The given rectangular solid is defined by $\mathfrak{R}=\left\{\right(x,y,z)\mid 0\le x\le 4, 0\le y\le 3, 0\le z\le 2\}.$

As we know the center of mass is the midpoint of the coordinates, so the center of mass coordinates are:

$$\begin{gathered} (\overline{x},\overline{y},\overline{z})=\left(\frac{0+4}{2},\frac{0+3}{2},\frac{0+2}{2}\right) \\ (\overline{x},\overline{y},\overline{z})=\left(2,\frac{3}{2},1\right) \end{gathered}$$

It is given that the density of R is uniform throughout, so the coordinates will be the same as the center of mass coordinates.

Thus, the coordinates of the center of mass are $\left(2,\frac{3}{2},1\right).$

We have to use an appropriate integral expression to verify the center of mass. 
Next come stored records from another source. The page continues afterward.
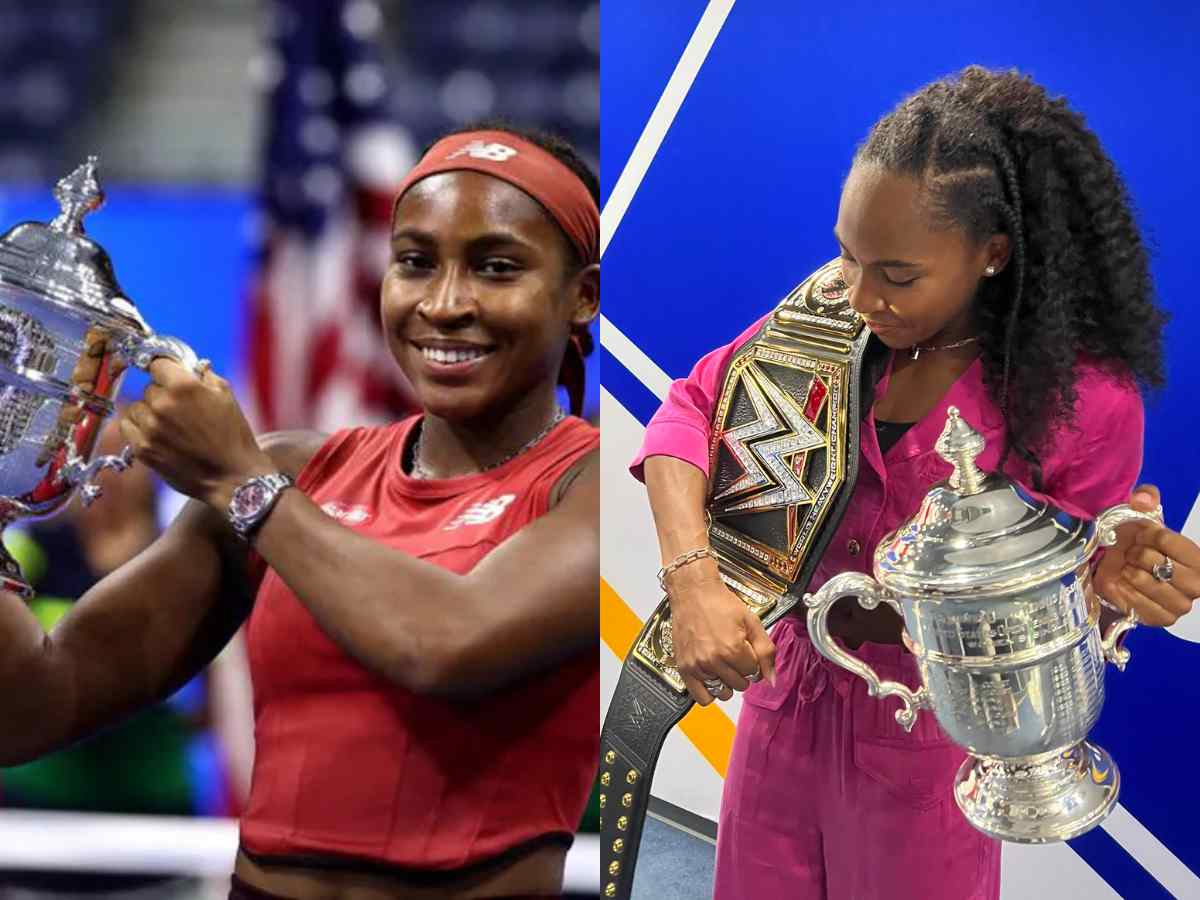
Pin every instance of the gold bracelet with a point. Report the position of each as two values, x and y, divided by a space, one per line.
679 562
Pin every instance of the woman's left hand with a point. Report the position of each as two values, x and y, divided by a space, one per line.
1126 575
190 430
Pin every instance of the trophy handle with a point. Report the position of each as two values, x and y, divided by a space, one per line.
870 593
143 349
85 474
1107 525
138 351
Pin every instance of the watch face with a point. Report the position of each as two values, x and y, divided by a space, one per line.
247 499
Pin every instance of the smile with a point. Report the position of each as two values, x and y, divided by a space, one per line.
453 357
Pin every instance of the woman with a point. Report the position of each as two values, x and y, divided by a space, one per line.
425 684
988 243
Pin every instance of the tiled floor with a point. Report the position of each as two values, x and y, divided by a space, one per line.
672 864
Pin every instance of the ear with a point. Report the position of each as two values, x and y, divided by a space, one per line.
997 251
585 295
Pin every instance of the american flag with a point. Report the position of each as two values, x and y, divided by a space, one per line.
331 163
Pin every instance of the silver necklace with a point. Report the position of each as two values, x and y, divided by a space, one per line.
419 469
964 342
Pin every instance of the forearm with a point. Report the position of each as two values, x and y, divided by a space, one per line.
34 695
677 492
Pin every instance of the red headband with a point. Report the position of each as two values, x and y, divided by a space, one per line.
526 166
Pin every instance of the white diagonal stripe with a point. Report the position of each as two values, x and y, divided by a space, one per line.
630 355
659 123
642 367
1151 853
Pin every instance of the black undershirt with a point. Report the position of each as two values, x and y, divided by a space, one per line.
889 433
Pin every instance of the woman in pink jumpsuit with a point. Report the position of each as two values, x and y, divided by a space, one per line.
987 240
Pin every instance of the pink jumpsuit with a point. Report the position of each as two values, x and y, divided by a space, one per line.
826 796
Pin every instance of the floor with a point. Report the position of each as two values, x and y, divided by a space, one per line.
672 864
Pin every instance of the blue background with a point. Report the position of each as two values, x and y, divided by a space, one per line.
739 203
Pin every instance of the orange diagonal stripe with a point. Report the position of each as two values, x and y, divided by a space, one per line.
708 727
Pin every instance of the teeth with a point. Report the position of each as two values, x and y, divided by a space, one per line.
437 354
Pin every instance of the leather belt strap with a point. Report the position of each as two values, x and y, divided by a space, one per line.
784 459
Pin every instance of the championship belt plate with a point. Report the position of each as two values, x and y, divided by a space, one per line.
783 463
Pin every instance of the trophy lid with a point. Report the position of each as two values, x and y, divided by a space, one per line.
979 533
61 263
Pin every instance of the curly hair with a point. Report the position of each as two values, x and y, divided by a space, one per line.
996 154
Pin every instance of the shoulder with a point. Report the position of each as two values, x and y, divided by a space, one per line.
1104 387
583 475
1108 408
295 450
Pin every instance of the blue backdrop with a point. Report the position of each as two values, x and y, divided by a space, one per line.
739 203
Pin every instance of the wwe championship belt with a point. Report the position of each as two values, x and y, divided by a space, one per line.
783 462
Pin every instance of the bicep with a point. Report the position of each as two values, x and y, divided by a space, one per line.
535 598
151 625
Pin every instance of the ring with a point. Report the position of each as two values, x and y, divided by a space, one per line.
1164 570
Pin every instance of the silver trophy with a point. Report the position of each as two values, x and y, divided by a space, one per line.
995 591
67 334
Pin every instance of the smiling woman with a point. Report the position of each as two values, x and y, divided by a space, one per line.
425 685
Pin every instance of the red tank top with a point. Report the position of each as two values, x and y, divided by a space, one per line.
348 765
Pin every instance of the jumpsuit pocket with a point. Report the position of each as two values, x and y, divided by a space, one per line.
917 767
919 775
768 709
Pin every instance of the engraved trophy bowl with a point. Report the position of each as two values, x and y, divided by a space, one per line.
994 586
67 334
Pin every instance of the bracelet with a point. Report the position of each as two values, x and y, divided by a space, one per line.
679 562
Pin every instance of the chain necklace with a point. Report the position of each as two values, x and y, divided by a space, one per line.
419 469
964 342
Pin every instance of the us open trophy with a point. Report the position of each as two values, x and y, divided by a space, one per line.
67 334
995 591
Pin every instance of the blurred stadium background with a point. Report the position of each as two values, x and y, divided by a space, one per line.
249 149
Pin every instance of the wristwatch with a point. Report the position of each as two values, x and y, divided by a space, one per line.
252 502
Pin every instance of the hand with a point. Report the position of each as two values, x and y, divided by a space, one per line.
190 430
715 635
1125 576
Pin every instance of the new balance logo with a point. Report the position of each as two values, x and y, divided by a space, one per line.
479 150
347 514
481 513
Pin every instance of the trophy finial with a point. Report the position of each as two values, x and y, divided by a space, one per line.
78 195
959 445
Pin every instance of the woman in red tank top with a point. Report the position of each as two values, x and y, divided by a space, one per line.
421 598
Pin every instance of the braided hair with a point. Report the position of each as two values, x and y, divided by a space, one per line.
996 154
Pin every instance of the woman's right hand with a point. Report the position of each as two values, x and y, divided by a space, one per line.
715 635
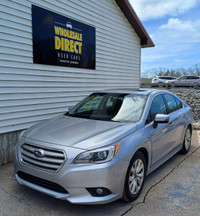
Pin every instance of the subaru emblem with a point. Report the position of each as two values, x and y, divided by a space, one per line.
39 153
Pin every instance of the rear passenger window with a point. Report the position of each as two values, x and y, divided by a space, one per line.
179 104
171 102
157 107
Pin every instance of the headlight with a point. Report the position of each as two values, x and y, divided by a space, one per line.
100 155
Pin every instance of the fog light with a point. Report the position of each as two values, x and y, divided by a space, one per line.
99 191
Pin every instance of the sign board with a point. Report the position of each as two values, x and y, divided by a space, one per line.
59 40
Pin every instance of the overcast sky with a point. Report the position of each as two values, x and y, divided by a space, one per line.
174 26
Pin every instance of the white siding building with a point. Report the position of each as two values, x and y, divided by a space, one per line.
31 92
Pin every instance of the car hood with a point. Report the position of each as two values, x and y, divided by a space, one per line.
78 132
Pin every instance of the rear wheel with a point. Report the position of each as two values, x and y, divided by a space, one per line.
135 177
186 142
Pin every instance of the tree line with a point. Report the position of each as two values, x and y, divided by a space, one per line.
194 70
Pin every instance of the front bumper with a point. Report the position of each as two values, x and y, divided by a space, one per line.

Now, the density of R is uniform throughout, so $\rho (x,y,z)=1.$

To find the center of mass let's find the mass of the solid:

$$\begin{gathered} M={\iiint }_R\rho (x,y,z)dzdydx \\ M={\int }_0^4{\int }_0^3{\int }_0^2\left(1\right)dzdydx \\ M={\int }_0^4{\int }_0^3[z{]}_0^{2}dydx \\ M=24 \end{gathered}$$

Now, the center of mass is,

$$\begin{gathered} \overline{x}=\frac{M_{yz}}{M}=\frac{{\iiint }_{T}x\rho (x,y,z)dxdydz}{\iiint \rho (x,y,z)dxdydz} \\ \overline{x}=\frac{1}{M}{\int }_{x=0}^4{\int }_{y=0}^3{\int }_{z=0}^{2}x dzdydx \\ \overline{x}=\frac{1}{M}{\int }_0^4{\int }_0^3\left[x{\int }_0^{2}dz\right]dydx \\ \overline{x}=\frac{1}{24}\left(48\right) \\ \overline{x}=2 \end{gathered}$$

By proceeding with the calculation further,

$$\begin{gathered} \overline{y}=\frac{M_{xz}}{M}=\frac{{\iiint }_{T}y\rho (x,y,z)dxdydz}{\iiint \rho (x,y,z)dxdydz} \\ \overline{y}=\frac{1}{M}{\int }_{x=0}^4{\int }_{y=0}^3{\int }_{z=0}^{2}ydzdydx \\ \overline{y}=\frac{1}{24}\left(36\right) \\ \overline{y}=\frac{3}{2} \end{gathered}$$

Now,

$$\begin{gathered} \overline{z}=\frac{M_{xy}}{M}=\frac{{\iiint }_{T}z\rho (x,y,z)dxdydz}{\iiint \rho (x,y,z)dxdydz} \\ \overline{z}=\frac{1}{M}{\int }_{x=0}^4{\int }_{y=0}^3{\int }_{z=0}^{2}z dzdydx \\ \overline{z}=\frac{1}{24}\left(24\right) \\ \overline{z}=1 \end{gathered}$$

Hence proved, the center of mass is $\left(2,\frac{3}{2},1\right).$